Contents Overview
Via Negativa: The Power of Rejection
Enduring the Storm: Signs of Antifragility
Rejection Illusions
Why a Composite of Four Lenses?
Detailed Sector Illustration: Mobility-Tech
Companies selected: IT/Software
Companies selected: Textiles
Chemical Assets in the AT20
Disclaimers
Via Negativa: The Power of Rejection
Steer clear of fragile companies—especially those with a narrow, single-domain focus like pure-play agrochemicals or rubber chemicals, where volatility and the threat of aggressive Chinese dumping can disrupt fortunes overnight. Instead, seek out technology-driven, multi-domain chemical champions. Even if these businesses are struggling now, look for signs that their current pain is temporary, and their ability to adapt will reveal true strength in the next few years.
Enduring the Storm: Signs of Antifragility
Any company that has weathered prolonged Chinese or European dumping pressures and survived has the makings of a “Visha Kanya”—one that grows stronger from adversity. There’s a certain emerging antifragility in chemical companies that consistently ramp up R&D and push relentlessly toward new product development. These are the businesses building resilience, even as they absorb setbacks today.

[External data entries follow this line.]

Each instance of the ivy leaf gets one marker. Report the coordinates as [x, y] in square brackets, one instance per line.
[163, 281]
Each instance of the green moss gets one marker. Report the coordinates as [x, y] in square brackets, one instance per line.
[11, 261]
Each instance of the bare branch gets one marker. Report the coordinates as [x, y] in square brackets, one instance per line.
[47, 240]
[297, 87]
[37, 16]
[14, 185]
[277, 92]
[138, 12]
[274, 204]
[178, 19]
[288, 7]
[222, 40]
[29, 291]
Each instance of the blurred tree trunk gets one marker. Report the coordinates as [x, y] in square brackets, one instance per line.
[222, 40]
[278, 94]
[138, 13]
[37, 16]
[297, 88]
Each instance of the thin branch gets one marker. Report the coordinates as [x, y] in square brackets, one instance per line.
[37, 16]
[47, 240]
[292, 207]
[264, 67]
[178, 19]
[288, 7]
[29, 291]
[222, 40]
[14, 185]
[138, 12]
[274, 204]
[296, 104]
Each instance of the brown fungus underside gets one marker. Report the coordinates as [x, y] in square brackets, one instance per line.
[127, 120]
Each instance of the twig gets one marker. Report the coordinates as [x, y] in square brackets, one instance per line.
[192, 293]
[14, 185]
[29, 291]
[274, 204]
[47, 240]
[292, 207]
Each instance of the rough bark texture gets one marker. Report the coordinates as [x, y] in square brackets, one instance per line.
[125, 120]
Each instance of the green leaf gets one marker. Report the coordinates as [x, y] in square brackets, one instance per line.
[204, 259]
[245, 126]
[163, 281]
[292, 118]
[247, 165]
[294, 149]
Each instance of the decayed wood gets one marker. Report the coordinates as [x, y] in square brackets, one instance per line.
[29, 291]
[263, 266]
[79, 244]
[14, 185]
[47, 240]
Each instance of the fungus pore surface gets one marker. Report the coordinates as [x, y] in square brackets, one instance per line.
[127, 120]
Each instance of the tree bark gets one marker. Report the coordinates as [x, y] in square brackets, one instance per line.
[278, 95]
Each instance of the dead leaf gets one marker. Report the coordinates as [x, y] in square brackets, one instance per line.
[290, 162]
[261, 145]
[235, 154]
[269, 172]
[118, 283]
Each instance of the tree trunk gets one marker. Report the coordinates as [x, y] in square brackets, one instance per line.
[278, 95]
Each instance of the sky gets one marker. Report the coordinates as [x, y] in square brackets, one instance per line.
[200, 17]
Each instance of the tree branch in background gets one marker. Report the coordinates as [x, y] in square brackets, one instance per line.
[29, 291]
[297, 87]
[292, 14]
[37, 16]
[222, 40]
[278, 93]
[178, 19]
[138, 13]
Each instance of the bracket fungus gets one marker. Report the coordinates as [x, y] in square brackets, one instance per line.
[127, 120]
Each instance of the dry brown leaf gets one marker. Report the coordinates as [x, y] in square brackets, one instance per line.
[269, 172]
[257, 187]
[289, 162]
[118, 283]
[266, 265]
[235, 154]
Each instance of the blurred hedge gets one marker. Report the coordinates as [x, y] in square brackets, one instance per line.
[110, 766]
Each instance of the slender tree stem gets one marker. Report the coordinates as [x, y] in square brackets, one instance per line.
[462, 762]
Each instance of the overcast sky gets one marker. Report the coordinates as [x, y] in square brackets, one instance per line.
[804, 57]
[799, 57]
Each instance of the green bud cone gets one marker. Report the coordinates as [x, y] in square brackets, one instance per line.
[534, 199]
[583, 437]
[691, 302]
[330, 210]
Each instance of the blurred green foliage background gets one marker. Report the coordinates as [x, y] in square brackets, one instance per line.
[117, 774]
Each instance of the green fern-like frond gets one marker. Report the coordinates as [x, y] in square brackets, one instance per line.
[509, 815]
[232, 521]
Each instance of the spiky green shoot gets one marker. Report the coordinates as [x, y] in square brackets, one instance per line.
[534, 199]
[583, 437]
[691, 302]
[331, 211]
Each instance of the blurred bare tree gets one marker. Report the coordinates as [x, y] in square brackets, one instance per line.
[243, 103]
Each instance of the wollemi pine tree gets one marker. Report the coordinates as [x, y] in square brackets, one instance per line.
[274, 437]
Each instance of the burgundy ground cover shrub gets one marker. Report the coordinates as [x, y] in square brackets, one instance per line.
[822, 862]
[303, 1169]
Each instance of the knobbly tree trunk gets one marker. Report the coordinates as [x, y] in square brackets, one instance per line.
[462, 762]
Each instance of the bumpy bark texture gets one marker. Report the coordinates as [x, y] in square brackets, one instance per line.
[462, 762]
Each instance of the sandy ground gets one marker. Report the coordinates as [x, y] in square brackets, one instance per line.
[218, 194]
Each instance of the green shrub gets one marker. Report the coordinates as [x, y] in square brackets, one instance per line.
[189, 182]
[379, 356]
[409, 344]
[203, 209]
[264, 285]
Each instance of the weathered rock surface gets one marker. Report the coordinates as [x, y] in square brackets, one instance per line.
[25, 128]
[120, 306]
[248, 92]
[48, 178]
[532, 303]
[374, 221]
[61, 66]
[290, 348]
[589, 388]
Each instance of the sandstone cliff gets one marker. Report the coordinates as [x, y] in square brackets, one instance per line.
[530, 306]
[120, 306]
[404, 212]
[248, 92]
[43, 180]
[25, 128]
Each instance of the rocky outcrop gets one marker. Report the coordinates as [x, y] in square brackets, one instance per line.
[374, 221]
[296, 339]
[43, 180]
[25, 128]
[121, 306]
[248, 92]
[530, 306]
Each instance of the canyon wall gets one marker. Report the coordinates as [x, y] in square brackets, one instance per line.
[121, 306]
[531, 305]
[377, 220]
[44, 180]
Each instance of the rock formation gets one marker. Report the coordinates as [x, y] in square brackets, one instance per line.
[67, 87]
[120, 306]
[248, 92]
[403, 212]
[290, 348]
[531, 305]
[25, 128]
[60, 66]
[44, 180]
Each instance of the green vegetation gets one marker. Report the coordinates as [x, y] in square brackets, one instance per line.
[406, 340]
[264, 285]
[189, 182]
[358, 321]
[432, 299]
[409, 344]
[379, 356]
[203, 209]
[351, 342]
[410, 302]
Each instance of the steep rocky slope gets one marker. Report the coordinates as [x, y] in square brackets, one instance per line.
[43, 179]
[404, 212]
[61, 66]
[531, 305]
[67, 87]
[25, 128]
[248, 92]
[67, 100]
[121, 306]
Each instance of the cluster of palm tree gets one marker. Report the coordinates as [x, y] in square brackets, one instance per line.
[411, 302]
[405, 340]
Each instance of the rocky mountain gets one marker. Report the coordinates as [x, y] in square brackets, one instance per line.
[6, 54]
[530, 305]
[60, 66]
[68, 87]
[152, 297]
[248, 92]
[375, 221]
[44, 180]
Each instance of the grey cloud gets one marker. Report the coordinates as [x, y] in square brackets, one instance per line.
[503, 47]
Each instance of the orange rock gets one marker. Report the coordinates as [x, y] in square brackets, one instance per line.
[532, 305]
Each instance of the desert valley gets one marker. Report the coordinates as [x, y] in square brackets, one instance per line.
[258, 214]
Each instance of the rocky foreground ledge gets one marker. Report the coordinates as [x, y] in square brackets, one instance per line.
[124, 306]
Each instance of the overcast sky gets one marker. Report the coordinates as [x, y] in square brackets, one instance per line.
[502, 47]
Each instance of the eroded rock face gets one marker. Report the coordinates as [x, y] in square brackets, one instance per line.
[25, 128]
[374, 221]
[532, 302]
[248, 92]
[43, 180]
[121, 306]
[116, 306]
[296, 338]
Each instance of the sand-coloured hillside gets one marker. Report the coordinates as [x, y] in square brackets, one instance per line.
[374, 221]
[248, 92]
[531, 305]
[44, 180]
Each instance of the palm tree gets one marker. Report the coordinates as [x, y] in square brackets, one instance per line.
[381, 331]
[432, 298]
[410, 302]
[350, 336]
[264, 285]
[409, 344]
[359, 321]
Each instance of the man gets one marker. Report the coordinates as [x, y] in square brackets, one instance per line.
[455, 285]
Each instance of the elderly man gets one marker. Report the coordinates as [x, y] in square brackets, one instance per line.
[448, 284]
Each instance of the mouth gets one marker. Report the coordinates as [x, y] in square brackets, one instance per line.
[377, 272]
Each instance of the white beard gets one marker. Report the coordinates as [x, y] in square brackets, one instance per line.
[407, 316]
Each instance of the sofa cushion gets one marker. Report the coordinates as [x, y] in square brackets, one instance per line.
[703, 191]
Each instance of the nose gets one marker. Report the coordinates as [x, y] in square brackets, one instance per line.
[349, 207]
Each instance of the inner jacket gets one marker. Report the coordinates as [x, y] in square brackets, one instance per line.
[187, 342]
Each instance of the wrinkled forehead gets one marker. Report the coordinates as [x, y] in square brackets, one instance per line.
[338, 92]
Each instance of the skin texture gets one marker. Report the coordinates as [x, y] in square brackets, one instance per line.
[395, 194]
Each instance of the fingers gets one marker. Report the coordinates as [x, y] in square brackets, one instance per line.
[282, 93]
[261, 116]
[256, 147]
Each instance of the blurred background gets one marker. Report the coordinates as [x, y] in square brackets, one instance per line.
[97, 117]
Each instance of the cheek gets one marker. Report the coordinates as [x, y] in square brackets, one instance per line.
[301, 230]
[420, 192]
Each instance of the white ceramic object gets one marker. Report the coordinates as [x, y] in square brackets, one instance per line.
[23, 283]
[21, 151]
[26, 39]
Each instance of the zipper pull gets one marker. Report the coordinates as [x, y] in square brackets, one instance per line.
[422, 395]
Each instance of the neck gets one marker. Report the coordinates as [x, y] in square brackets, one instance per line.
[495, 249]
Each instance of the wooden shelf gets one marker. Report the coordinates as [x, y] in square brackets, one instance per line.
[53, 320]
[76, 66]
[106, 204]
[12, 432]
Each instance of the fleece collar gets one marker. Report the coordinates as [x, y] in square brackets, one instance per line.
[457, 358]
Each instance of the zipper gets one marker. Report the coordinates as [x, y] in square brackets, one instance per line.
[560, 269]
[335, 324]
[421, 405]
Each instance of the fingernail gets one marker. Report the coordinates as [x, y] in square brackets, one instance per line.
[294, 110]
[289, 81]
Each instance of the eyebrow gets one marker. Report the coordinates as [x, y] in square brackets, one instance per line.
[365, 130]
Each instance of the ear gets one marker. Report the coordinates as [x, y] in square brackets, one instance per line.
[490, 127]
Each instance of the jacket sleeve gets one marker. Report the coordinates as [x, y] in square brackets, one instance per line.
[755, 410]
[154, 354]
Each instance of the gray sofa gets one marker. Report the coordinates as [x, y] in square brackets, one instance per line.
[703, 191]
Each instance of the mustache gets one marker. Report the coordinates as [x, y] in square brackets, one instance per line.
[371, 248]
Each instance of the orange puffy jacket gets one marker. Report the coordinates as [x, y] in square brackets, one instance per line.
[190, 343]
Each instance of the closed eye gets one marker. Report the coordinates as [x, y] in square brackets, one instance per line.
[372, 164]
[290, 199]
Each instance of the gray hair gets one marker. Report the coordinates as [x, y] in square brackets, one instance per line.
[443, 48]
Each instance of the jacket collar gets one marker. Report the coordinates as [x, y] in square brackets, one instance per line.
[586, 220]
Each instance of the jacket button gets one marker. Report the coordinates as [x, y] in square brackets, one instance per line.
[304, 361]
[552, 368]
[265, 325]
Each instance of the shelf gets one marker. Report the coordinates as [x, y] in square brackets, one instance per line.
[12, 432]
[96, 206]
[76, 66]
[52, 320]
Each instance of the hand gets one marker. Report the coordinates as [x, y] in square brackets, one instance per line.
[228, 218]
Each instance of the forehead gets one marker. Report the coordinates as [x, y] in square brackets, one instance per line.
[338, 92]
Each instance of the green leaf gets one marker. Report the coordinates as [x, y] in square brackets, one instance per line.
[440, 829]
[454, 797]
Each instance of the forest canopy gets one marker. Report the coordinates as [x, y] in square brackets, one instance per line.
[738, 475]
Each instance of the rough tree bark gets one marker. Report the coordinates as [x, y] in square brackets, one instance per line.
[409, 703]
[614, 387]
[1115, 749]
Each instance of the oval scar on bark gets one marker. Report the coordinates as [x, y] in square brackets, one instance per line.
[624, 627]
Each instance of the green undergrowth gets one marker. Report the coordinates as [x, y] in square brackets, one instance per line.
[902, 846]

Source: Framing Business Uncertainty
Rejection Reasons?
TAM Isn’t Enough
Be wary of companies where the Total Addressable Market (TAM) looks irresistible compared to their market cap, but R&D and innovation spending are minimal. If a business can’t evolve or pivot over decades, it doesn’t deserve a sales multiple above 1 or 2. Imagine if Laurus Labs had stayed confined to the ARV niche or Neuland Labs had grown complacent in their early wins. Invest in companies that reinvent themselves so radically, their future selves are barely recognisable—a transformation powered by deep research and bold spending on innovation. You’ll find this energy not just in a few next-gen chemical players but also in select IT, software, and auto-tech firms fit for the future.
Rejecting the Infants
Lastly, I steer clear of wild rides like Proventus Agro, where thin liquidity can send the stock swinging up by 20% in a single session. To keep things safe and sensible, any company considered must have a minimum market cap of INR 2500 crore. No matter the sector or story, if a stock falls below this threshold, it hasn’t matured enough to qualify for the next round of analysis. Today, these are just “too young” to make the cut.
Why a Composite of Four Lenses?
Investing is an uneasy marriage of art and science, but in practice, it leans far more toward art. To reflect this, I assign 75% weight to the intangibles—the qualitative, hard-to-quantify elements—and just 25% to the scientific side: numbers like margins and historic and projected cash flows.
That’s why my framework draws on three lenses for the ‘art’ of investing, leaving just one for the science. Still, discipline matters: I have little interest in paying 20x sales, even for a truly great asset. The sweet spot is finding solid businesses—good today, with the potential to be exceptional tomorrow—trading at prices that leave ample margin for error.
This discipline paid off with RPG Life and JB Pharma between 2014 and 2019, or Neuland Labs buying sub-1x sales before COVID, Deepak Nitrite in 2016, and Jubilant Lifesciences (later split into Ingrevia and Pharmova) back in 2013, when market indifference priced them at less than 0.5x sales. Those opportunities seemed unbelievable at the time, but that is what thoughtful, art-driven investing, disciplined by numbers, is all about.
Source: Custom Composite Lens of Convexity or Positive Asymmetry
Detailed Sector Illustration: Mobility Technology (API inside the formulation)
Lens 1 (More Than You Know)
Here is a summary of the key attributes that help companies keep their edge, inspired by “More Than You Know” and innovation strategy thinking:
Stay nimble and ready to change: The best companies adapt quickly, even when change is uncomfortable. It’s about being the one that can turn and pivot fastest when the market shifts.
Have a clear, focused strategy:Know what makes you different and stick to it. Make tough choices about what not to do, and use a set of simple rules to guide decisions—especially when things are changing fast.
Focus on winning for the long haul: The real goal is to consistently make returns that beat the cost of capital. Run things more efficiently and always look to boost profitability so you’re ahead over the long term.
Build a resilient team and organisation: Make sure there’s no bottleneck in leadership or organisation that holds back innovation or growth. Place top talent where it counts, and structure the team in a way that fits the situation—whether things are stable or constantly changing.
Here’s a concise comparison of the two companies in the “Auto and non-Auto Tech manufacturing” space, with all four lenses applied.
The best business doesn’t always mean the best stock, but both demonstrate strong innovation, strategic clarity, financial performance, and organisational resilience in line with More Than You Know principles.